Deploy the BERT model for token classification task with Hugging Face LLM Serving Runtime¶
In this example, We demonstrate how to deploy BERT model
for token classification task from Hugging Face by deploying the InferenceService
with Hugging Face Serving runtime.
Serve the Hugging Face LLM model using V1 Protocol¶
First, We will deploy the BERT model
using the Hugging Face backend with V1 Protocol.
kubectl apply -f - <<EOF
apiVersion: serving.kserve.io/v1beta1
kind: InferenceService
metadata:
name: huggingface-bert
spec:
predictor:
model:
modelFormat:
name: huggingface
args:
- --model_name=bert
- --model_id=dslim/bert-base-NER
- --disable_lower_case
resources:
limits:
cpu: "1"
memory: 2Gi
nvidia.com/gpu: "1"
requests:
cpu: "1"
memory: 2Gi
nvidia.com/gpu: "1"
EOF
Check InferenceService
status.¶
kubectl get inferenceservices huggingface-bert
Expected Output
NAME URL READY PREV LATEST PREVROLLEDOUTREVISION LATESTREADYREVISION AGE
huggingface-bert http://huggingface-bert.default.example.com True 100 huggingface-bert-predictor-default-47q2g 7d23h
Perform Model Inference¶
The first step is to determine the ingress IP and ports and set INGRESS_HOST
and INGRESS_PORT
.
MODEL_NAME=bert
SERVICE_HOSTNAME=$(kubectl get inferenceservice huggingface-bert -o jsonpath='{.status.url}' | cut -d "/" -f 3)

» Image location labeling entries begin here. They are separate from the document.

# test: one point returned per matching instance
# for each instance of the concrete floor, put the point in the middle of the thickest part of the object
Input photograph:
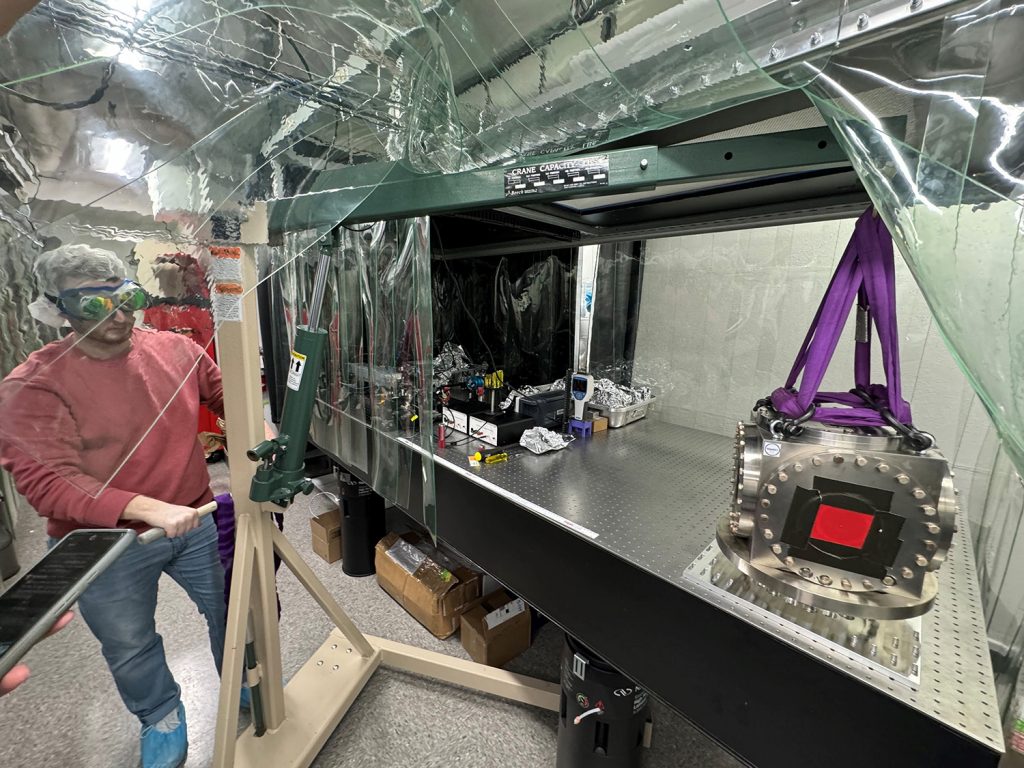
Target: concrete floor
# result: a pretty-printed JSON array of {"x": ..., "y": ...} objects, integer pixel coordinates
[{"x": 70, "y": 714}]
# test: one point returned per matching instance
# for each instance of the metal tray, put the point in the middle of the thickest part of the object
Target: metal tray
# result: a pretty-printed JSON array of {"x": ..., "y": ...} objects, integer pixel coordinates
[{"x": 620, "y": 417}]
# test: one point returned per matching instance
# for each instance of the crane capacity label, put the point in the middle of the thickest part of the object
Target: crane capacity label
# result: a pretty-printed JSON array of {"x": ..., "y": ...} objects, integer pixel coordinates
[{"x": 572, "y": 173}]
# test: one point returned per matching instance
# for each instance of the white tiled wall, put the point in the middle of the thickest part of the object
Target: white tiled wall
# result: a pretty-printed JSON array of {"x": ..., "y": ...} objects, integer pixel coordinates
[{"x": 722, "y": 316}]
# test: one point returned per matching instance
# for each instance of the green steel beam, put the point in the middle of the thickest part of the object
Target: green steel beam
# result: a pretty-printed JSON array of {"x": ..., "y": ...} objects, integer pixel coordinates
[{"x": 383, "y": 190}]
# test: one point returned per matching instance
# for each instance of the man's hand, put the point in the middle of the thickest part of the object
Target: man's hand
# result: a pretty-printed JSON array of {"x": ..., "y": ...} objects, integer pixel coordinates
[
  {"x": 173, "y": 519},
  {"x": 19, "y": 673}
]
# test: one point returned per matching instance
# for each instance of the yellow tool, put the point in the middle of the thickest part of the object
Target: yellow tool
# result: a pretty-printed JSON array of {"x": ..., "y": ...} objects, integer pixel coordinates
[{"x": 488, "y": 458}]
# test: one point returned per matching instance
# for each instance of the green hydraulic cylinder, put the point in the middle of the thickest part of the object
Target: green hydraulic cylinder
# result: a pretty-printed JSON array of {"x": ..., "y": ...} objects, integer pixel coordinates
[{"x": 282, "y": 472}]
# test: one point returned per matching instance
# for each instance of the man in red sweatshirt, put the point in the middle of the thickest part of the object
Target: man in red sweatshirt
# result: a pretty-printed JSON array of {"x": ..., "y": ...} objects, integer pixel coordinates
[{"x": 98, "y": 431}]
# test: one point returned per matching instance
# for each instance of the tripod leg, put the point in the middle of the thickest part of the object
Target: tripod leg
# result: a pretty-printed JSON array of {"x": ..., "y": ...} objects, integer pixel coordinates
[
  {"x": 320, "y": 593},
  {"x": 266, "y": 632},
  {"x": 238, "y": 613}
]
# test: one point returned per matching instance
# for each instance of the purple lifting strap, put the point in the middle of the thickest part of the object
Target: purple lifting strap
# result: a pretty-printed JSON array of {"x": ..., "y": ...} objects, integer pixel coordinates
[
  {"x": 224, "y": 518},
  {"x": 867, "y": 272}
]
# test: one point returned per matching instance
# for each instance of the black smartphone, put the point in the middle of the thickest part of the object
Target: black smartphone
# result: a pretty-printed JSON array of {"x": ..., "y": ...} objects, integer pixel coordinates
[{"x": 34, "y": 603}]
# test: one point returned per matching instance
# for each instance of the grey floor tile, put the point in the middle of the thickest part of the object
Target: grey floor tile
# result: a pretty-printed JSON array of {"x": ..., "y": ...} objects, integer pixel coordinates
[{"x": 70, "y": 715}]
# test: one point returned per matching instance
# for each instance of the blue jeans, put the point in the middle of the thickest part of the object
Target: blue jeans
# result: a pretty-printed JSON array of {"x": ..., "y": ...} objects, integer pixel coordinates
[{"x": 120, "y": 609}]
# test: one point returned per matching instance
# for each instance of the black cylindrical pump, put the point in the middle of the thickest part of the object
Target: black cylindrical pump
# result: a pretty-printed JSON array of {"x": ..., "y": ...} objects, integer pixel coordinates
[
  {"x": 603, "y": 718},
  {"x": 363, "y": 524}
]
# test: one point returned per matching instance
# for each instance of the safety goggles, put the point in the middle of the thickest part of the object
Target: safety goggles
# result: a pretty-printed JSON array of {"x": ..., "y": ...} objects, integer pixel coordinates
[{"x": 96, "y": 303}]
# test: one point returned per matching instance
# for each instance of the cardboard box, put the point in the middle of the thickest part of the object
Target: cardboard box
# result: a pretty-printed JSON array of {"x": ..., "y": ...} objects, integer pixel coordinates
[
  {"x": 496, "y": 629},
  {"x": 428, "y": 584},
  {"x": 327, "y": 535}
]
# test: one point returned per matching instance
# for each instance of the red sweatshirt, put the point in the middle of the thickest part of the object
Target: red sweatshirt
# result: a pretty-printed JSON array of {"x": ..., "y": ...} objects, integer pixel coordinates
[{"x": 82, "y": 437}]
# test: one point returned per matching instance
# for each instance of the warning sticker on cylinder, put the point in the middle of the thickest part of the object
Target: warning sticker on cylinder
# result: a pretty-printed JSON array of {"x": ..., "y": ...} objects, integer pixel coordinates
[
  {"x": 571, "y": 173},
  {"x": 295, "y": 367}
]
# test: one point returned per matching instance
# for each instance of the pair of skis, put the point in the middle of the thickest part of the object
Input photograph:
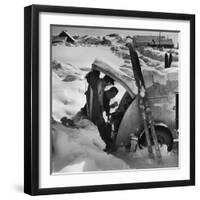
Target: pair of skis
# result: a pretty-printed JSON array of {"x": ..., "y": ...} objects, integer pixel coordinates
[{"x": 144, "y": 107}]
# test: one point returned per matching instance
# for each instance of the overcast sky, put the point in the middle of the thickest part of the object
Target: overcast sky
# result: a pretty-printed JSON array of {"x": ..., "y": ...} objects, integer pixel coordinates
[{"x": 94, "y": 31}]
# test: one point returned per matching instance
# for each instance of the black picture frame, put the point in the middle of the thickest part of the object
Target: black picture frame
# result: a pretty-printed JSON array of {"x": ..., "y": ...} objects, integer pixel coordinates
[{"x": 31, "y": 98}]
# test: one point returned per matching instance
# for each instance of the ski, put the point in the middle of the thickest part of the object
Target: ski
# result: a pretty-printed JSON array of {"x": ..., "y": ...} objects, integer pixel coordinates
[{"x": 144, "y": 106}]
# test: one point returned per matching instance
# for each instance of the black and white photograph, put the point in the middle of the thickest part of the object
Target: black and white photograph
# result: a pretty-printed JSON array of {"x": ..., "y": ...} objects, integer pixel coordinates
[{"x": 114, "y": 99}]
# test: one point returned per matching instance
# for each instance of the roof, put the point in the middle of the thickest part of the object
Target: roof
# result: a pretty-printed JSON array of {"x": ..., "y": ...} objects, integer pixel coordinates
[
  {"x": 66, "y": 34},
  {"x": 150, "y": 39}
]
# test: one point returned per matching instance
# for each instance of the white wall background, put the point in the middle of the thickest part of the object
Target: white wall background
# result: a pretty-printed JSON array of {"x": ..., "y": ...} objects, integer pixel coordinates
[{"x": 11, "y": 100}]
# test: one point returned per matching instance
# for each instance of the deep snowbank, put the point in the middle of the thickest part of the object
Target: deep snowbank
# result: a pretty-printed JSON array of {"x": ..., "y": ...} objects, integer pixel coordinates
[{"x": 81, "y": 149}]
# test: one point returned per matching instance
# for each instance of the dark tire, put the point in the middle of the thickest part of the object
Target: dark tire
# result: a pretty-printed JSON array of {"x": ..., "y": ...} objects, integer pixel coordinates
[{"x": 164, "y": 136}]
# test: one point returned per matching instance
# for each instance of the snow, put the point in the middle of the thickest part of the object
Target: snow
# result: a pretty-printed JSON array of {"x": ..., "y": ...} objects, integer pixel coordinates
[{"x": 80, "y": 148}]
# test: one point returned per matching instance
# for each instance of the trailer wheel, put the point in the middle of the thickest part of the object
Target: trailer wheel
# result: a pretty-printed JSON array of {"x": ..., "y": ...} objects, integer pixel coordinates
[{"x": 164, "y": 137}]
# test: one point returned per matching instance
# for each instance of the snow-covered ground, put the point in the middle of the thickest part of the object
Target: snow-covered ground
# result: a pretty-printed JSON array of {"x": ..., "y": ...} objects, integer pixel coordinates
[{"x": 80, "y": 148}]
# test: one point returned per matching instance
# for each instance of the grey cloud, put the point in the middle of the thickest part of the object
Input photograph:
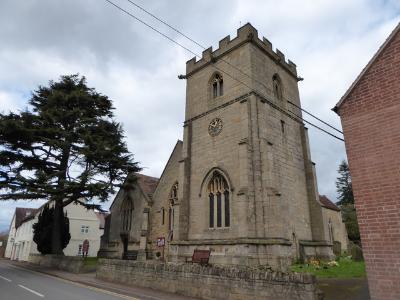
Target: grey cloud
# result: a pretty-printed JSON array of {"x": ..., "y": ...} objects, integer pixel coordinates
[{"x": 40, "y": 40}]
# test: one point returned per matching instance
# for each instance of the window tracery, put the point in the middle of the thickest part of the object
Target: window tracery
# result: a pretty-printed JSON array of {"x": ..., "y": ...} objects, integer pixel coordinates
[{"x": 219, "y": 201}]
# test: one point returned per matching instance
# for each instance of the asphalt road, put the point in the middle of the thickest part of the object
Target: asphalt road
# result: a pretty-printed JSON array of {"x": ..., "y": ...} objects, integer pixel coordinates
[{"x": 21, "y": 284}]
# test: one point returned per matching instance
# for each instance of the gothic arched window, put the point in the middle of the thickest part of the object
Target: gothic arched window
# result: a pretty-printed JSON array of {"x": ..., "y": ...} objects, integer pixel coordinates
[
  {"x": 173, "y": 198},
  {"x": 219, "y": 197},
  {"x": 126, "y": 214},
  {"x": 217, "y": 86},
  {"x": 277, "y": 86},
  {"x": 162, "y": 211}
]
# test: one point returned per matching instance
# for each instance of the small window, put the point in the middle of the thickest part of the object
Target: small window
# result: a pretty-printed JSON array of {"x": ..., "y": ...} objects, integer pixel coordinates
[
  {"x": 277, "y": 86},
  {"x": 217, "y": 86},
  {"x": 84, "y": 229},
  {"x": 162, "y": 216}
]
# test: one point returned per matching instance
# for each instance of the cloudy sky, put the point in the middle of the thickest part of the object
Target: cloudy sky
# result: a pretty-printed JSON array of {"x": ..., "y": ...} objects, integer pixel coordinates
[{"x": 329, "y": 40}]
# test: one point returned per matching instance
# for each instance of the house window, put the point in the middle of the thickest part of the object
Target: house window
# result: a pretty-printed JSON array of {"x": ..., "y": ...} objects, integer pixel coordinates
[
  {"x": 219, "y": 201},
  {"x": 217, "y": 86},
  {"x": 277, "y": 86}
]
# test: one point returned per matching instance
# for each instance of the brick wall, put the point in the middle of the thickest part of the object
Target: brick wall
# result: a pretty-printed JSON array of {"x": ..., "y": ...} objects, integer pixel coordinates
[
  {"x": 211, "y": 282},
  {"x": 371, "y": 123}
]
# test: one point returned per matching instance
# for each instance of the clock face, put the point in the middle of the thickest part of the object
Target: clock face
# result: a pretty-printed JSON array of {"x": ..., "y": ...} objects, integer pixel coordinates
[{"x": 215, "y": 127}]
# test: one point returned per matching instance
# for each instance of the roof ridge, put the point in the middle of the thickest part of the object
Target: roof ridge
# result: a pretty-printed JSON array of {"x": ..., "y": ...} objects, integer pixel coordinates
[{"x": 366, "y": 68}]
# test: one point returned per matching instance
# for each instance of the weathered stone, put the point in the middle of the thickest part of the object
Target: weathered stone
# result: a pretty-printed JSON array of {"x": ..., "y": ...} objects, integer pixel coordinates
[{"x": 211, "y": 282}]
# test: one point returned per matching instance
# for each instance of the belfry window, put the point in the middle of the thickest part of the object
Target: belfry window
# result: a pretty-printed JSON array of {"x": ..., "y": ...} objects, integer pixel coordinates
[
  {"x": 219, "y": 206},
  {"x": 277, "y": 86},
  {"x": 126, "y": 214},
  {"x": 217, "y": 86}
]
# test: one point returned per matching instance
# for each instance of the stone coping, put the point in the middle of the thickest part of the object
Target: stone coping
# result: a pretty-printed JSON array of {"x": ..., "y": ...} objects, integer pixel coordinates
[
  {"x": 246, "y": 273},
  {"x": 251, "y": 241},
  {"x": 315, "y": 243}
]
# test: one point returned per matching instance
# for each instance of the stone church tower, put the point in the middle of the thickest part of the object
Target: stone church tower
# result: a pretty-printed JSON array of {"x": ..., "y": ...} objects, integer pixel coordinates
[
  {"x": 247, "y": 183},
  {"x": 242, "y": 182}
]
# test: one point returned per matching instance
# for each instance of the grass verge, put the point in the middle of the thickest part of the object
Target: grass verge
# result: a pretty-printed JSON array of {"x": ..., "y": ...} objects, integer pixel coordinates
[{"x": 345, "y": 268}]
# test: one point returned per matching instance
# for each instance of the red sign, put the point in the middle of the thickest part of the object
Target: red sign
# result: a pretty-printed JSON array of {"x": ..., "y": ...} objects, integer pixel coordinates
[
  {"x": 161, "y": 242},
  {"x": 85, "y": 247}
]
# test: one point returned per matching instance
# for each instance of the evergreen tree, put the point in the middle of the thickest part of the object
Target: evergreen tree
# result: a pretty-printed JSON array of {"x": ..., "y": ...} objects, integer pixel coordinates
[
  {"x": 349, "y": 217},
  {"x": 343, "y": 185},
  {"x": 42, "y": 230},
  {"x": 346, "y": 202},
  {"x": 65, "y": 148}
]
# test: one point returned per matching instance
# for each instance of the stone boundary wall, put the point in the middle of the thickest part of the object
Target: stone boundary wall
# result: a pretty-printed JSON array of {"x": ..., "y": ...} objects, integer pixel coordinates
[
  {"x": 211, "y": 282},
  {"x": 73, "y": 264}
]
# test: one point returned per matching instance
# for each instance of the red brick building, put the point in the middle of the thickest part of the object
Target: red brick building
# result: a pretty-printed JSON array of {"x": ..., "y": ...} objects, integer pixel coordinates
[{"x": 370, "y": 115}]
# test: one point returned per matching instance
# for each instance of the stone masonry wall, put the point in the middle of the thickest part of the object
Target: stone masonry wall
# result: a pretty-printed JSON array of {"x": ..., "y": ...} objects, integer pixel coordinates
[
  {"x": 73, "y": 264},
  {"x": 208, "y": 282},
  {"x": 370, "y": 119}
]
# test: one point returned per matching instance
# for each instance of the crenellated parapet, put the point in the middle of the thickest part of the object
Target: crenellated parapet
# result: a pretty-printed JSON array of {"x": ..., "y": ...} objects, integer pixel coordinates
[{"x": 245, "y": 34}]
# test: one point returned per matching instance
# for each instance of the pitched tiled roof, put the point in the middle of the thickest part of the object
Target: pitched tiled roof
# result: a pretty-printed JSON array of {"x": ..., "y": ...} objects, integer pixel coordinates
[
  {"x": 353, "y": 85},
  {"x": 148, "y": 184},
  {"x": 22, "y": 214},
  {"x": 325, "y": 202}
]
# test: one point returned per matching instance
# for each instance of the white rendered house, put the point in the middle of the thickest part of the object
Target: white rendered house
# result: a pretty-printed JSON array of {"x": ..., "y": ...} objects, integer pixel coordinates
[{"x": 84, "y": 225}]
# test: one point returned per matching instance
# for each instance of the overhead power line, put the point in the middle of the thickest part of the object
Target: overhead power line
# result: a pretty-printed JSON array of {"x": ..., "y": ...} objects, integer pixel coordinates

curl -v http://${INGRESS_HOST}:${INGRESS_PORT}/v1/models/${MODEL_NAME}:predict \
-H "content-type: application/json" -H "Host: ${SERVICE_HOSTNAME}" \
-d '{"instances": ["My name is Wolfgang and I live in Berlin", "My name is Lisa and I live in Paris"]}'
Expected Output
{"predictions":[[[0,0,0,0,3,0,0,0,0,7,0]],[[0,0,0,0,3,0,0,0,0,7,0]]]}
Serve the Hugging Face LLM model using Open Inference Protocol(V2 Protocol)¶
First, We will deploy the BERT model
using the Hugging Face backend with Open Inference Protocol(V2 Protocol).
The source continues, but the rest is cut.